Estrella and Stan were in their bedroom, no longer fully dressed and no more than half-heartedly picking at their latest consignment of the marginally edible, not talking much, really, about Achiever because what was there still to say about that volatile and unlikeable Heechee?—when the door growled and the visitor turned out to be Salt, looking somehow radiant and in no respect purple. “Possibly can come in?” she asked, and took their silence as affirmative.
“Oh, absolutely,” Stan assured her, a little tardily—she was already perched in their living room and looking expectantly from one to the other of them. “You have been speaking with Achiever,” she told them. “I know this because he so informed me.

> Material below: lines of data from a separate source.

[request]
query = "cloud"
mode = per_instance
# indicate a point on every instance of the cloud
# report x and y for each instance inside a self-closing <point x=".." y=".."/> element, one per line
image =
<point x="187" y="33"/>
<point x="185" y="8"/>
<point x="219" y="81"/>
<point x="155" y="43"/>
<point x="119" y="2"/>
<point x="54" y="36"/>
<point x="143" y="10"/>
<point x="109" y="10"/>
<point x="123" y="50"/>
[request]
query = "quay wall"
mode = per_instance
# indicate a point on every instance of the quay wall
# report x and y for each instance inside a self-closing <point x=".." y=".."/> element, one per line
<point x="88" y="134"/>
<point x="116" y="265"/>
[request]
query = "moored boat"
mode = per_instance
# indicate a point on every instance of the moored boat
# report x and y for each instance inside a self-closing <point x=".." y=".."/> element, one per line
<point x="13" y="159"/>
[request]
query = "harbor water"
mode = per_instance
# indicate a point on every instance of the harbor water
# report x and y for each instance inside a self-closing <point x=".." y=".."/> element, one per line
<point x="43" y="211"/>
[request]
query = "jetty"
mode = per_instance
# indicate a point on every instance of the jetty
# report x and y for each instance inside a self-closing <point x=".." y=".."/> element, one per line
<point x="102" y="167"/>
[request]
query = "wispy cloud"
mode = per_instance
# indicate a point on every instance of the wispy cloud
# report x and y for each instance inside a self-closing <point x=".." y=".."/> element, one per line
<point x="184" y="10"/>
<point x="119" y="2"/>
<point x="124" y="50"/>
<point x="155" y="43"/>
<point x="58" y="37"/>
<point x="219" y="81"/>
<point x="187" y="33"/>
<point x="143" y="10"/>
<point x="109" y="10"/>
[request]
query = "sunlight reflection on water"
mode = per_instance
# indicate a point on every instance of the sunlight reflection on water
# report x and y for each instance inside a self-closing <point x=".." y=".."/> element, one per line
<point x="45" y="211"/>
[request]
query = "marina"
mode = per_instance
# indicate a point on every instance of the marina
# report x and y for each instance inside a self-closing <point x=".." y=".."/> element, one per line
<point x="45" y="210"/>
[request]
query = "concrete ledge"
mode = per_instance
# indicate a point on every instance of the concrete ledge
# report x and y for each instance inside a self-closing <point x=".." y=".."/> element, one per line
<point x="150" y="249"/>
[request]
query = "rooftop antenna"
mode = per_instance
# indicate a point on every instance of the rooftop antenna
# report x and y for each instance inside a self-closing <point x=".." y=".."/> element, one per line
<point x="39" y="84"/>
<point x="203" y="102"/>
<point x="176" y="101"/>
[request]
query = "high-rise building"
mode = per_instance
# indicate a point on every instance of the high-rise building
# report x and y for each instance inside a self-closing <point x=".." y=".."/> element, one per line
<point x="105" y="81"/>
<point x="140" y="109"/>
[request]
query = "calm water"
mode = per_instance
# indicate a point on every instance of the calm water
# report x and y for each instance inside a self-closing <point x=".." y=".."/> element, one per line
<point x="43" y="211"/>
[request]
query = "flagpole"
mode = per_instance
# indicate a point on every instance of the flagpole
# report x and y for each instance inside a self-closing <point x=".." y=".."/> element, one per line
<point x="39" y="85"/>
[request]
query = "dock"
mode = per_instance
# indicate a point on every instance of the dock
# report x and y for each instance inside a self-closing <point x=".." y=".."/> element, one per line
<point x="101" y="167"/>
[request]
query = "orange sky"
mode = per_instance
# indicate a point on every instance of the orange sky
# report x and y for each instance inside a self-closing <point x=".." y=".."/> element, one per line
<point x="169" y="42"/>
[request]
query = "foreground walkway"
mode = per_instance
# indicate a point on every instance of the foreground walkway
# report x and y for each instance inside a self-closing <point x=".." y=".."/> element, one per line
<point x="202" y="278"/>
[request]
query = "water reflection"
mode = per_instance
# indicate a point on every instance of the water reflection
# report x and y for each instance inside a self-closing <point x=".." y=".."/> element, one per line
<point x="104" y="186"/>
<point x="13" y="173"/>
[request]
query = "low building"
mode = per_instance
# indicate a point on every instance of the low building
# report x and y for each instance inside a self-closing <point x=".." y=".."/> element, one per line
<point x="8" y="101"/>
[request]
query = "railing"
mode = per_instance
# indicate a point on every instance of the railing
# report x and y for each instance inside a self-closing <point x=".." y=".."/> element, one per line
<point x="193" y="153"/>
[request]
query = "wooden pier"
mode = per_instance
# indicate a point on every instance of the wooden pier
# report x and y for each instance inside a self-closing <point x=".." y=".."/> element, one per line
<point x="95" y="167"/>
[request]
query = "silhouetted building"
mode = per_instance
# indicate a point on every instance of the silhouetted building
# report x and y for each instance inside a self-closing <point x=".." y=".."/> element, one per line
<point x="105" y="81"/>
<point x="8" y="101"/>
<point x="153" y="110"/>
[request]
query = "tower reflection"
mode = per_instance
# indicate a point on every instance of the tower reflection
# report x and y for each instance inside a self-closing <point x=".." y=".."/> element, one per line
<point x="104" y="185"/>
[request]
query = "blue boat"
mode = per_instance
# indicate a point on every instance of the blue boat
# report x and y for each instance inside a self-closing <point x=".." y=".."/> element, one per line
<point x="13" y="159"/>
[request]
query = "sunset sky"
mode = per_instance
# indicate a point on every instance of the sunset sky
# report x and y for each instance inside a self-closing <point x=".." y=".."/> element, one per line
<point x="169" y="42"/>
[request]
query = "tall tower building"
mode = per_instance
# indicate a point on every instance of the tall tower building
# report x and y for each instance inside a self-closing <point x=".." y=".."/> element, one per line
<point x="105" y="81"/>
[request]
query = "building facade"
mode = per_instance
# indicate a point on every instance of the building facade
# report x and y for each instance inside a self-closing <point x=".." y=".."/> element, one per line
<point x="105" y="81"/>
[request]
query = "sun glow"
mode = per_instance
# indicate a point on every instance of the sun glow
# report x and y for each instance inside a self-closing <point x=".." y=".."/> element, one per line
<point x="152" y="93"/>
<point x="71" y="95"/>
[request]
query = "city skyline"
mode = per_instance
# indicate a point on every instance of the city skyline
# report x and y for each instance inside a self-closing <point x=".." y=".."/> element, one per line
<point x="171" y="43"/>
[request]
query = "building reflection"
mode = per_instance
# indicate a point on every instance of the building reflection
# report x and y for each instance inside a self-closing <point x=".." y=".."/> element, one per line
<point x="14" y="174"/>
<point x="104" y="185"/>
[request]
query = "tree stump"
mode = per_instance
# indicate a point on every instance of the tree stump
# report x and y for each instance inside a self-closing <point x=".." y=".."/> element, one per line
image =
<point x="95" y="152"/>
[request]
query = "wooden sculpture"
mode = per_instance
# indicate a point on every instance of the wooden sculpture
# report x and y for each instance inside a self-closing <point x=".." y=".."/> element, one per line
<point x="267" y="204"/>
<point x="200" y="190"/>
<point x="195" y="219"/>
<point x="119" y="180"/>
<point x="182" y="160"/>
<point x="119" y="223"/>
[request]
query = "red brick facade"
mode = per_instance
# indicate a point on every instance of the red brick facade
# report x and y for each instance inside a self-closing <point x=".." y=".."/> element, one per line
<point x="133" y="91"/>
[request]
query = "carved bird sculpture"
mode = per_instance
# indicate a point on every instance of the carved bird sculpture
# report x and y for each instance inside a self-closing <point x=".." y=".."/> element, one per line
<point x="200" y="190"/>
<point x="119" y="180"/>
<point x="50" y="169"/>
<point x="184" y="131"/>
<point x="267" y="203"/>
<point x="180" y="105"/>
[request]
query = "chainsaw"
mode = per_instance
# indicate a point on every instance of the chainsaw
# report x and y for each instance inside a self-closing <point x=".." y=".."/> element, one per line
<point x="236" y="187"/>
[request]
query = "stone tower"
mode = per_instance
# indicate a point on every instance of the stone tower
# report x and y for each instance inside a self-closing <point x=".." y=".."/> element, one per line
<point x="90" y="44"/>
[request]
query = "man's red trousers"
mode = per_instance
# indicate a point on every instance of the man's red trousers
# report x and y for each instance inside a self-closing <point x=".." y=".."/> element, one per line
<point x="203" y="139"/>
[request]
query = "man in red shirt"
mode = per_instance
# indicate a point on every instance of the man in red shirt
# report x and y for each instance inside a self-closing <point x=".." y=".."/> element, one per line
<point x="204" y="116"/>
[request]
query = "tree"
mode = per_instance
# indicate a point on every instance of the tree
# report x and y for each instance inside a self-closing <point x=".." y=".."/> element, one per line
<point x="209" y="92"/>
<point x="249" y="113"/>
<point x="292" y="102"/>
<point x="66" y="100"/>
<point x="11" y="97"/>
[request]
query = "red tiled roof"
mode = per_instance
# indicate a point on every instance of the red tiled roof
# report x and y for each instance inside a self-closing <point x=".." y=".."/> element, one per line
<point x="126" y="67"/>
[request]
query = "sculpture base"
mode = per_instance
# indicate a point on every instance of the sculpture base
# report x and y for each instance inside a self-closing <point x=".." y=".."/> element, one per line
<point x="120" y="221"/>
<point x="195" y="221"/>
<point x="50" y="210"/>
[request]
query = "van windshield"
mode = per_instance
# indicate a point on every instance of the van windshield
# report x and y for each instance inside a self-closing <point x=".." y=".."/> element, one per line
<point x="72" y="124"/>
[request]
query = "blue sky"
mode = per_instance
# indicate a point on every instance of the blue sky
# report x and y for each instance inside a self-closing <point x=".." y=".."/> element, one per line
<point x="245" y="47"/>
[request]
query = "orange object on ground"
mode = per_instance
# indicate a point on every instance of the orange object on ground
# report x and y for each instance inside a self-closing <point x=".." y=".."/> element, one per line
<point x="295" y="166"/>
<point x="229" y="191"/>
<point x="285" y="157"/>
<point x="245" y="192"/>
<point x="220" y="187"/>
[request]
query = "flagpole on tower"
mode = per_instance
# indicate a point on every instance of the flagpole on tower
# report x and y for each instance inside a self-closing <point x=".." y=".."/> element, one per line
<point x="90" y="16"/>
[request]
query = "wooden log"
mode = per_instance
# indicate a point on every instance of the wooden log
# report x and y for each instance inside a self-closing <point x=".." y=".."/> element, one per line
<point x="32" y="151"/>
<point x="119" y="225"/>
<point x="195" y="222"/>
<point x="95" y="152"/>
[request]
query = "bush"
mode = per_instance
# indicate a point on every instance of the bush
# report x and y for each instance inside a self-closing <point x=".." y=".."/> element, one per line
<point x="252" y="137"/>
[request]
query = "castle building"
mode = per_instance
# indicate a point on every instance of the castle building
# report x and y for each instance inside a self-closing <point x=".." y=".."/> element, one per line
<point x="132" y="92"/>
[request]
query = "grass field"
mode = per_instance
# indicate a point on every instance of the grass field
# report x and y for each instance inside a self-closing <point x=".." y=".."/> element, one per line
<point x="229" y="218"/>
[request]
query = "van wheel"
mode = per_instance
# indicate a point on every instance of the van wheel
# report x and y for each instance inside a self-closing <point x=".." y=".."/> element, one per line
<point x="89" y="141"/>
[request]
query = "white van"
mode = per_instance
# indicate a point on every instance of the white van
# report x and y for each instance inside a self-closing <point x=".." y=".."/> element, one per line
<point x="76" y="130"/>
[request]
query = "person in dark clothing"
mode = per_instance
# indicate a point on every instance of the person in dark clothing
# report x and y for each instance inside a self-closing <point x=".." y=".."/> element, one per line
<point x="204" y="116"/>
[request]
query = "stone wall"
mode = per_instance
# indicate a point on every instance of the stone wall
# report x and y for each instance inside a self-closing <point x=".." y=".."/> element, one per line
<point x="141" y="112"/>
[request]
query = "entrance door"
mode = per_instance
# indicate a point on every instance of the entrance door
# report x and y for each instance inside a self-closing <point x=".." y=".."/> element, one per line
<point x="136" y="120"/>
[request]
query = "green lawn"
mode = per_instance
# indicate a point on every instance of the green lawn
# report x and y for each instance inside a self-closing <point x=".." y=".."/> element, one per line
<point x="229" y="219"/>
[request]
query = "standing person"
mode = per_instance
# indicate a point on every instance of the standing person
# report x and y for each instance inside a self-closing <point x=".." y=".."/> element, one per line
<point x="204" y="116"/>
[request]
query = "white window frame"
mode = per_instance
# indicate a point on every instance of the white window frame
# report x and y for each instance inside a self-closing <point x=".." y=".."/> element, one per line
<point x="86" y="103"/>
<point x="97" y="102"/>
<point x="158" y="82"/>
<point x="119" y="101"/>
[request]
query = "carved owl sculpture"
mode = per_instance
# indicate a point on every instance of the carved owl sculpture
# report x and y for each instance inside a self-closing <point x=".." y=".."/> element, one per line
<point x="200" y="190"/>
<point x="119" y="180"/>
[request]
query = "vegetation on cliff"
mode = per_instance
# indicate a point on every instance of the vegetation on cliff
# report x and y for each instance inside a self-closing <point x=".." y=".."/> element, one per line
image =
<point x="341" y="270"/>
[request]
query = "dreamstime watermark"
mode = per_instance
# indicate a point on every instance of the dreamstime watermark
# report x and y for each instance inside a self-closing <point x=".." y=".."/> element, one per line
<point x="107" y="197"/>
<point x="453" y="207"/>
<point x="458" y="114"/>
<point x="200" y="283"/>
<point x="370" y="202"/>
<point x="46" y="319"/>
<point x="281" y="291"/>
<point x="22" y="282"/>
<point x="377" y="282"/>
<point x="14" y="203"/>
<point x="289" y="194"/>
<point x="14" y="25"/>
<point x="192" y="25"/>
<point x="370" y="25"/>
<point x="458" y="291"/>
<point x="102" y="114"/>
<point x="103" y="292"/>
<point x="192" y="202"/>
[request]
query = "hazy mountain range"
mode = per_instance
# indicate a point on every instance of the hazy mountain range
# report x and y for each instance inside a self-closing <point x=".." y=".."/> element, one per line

It is partly relevant to him that I come to see you.”
Stan pulled the robe he had grabbed up tighter around him. “Is anything wrong?”
“Nothing is in the least wrong of any description,” Salt said, the tone of her voice sounding as though that were true. If she had been human, Stan would have said she was beaming. “Quite in actuality contrariwise. First must apologize to you for did not invite you to ceremony. Reason for this: other party and I well aware of your cultural modesty tabus.”